Tobago is a fantastic island to visit - the raw Caribbean at its very best. Splashes of opulence and relative poverty are seen throughout the island, which is governed in tandem with Trinidad, just a short hop on a subsidised flight away.
In general terms, Trinidad is the business island and Tobago is the holiday destination. It is just 11 miles from the mainland of South America and misses most of the hurricanes that have wrought such devastation in recent months. The economy is helpfully underpinned by large dollops of oil revenue, and business is good on Trinidad in particular.
In years gone by Tobago was a stronger player in the list of exotic destinations and the reasons for this are complex and interlinked. Many of the other islands have drastically improved their appeal as a destination. A lack of direct flights has been an irritation to many long haul visitors, especially with the demise of Monarch Airways most recently. In addition, there have been a couple of ugly crimes, which garnered more publicity than was helpful to their tourist industry. There has also been a rise in the number of resorts offering all-inclusive holidays, which knocks the stuffing out of the local bars and restaurants, which have subsequently closed, making the island’s infrastructure less rich and interesting for visitors. There is some government assistance, but the island seems a little stuck in a chicken and egg cycle of investment /flights / marketing. All of this is a huge shame because Tobago is a delight and I am definitely going back. The people are great - laid back and chilled and friendly to their core.
There are currently two golf courses on the island - Plantation Golf Resort and Mount Irvine Bay. Mount Irvine Bay is long established and currently in the middle of a regeneration project that has already seen an updated and transformed hotel. It would be fair to say that the Mount Irvine Bay Course needs a little love and attention. It needs a LOT of love and attention. It is a great track, but a substantial investment is required to bring up to the standard required for wealthy tourists to want to play it regularly.
The Plantation course is only a few miles away on the opposite (Atlantic) side of the island and is part of a huge Magdalena resort: once a Hilton property, it is now government run, and while not perfect, it is improving.
The par 72 layout has a number of tees available for the golfer to pick their challenge, which can rise to 7000 yards for the sadists, or very long hitters.
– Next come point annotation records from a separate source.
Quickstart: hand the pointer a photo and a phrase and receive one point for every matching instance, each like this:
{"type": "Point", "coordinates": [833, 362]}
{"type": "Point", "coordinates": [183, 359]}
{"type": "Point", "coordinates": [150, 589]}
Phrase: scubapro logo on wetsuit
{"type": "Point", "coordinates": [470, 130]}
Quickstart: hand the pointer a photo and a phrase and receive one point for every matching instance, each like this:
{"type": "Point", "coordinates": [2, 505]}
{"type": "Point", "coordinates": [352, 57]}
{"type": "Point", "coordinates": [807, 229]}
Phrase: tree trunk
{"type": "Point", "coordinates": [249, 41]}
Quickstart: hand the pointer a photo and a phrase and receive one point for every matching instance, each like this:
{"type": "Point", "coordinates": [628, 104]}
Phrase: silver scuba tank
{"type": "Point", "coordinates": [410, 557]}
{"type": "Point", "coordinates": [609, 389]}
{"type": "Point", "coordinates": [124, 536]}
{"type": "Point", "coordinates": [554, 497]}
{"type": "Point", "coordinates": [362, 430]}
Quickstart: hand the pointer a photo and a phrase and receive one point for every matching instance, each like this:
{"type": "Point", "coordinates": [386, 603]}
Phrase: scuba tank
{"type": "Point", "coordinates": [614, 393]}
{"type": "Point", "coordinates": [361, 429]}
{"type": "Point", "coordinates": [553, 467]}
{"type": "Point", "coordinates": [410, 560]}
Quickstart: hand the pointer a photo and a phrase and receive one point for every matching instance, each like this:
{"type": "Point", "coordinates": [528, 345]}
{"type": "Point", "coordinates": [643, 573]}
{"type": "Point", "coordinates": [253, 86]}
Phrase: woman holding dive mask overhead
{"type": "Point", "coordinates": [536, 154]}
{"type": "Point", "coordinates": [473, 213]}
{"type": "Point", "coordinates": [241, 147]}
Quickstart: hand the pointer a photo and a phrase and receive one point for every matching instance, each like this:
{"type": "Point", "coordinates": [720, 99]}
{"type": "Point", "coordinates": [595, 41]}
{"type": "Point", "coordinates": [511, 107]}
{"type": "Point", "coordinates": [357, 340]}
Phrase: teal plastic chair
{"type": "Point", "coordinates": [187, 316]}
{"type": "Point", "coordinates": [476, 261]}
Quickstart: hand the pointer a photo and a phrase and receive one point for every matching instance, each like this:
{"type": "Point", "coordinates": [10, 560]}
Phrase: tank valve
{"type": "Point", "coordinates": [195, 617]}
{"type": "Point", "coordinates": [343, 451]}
Designed by Bob Hunt, who heads PGA Design Consultants, it is a relatively flat course. It is the flat topography that prevents majestic views, but does allow for easy walking, even though many of the golfers prefer to use golf buggies. When it is very hot, the buggy provides shade and also the most delicious breeze once the buggy is in motion. Although close to the ocean, most of the scenery is a tropical parkland with elegant American style villas lining many of the fairways. It is hard to tire of the beauty of palm trees, which give such an exotic setting for those of us from Northern Europe. There is also plenty of water, which provides a pretty backdrop, but also the chance to spoil another was good around.
There are two distinct seasons in Tobago: the wet and the dry season. During the wet season there are often torrential downpours, which will quickly give way to bright sunshine, making golf a viable alternative were it not for the very wet ground conditions that the downpours can create. The course plays completely differently during the dry season: despite irrigation, the fairways run firm throughout the summer and the greens are a fiendish challenge. Cutting the course during the wet season is very difficult; it is almost impossible to guarantee that fairways, surrounds, tees, greens, aprons and semi rough can all be consistently groomed when mowers can become stuck in the middle of a fairway. However, the greenkeeping team do a reasonable job, and the course is good fun to play most of the year.
Due to the heat of the sun, the greens are seared and develop a nap which leads the ball to drop towards the nearest large area of water, normally the sea. This can sometimes be very confusing to the golfer, and the ball can seem to travel up hill faster than it travels downhill. As if golf isn’t hard enough already!
There is a decent practice ground and a couple of putting greens, which are positioned close to the clubhouse. The clubhouse is a light and airy building with excellent patios and has recently been taken over - all of the staff seem cheerful and eager to help and the food we tried was delicious.
Close to the clubhouse, one of the larger water features plays host to Colin, the Caiman - caimans are slightly smaller versions of alligators and are to be avoided at all costs!
The Magdalena Resort is fantastically well equipped and offers everything you could want from a luxury beach holiday. As a golfing destination, with lots of other activities, it is nearly perfect. Green fee prices are reasonable, however the club hire is expensive, but the clubs offered are good quality Callaway sets in regular and stiff shafts, and only a couple of years old.
Tobago is a great island to play golf on - and offers so much more besides.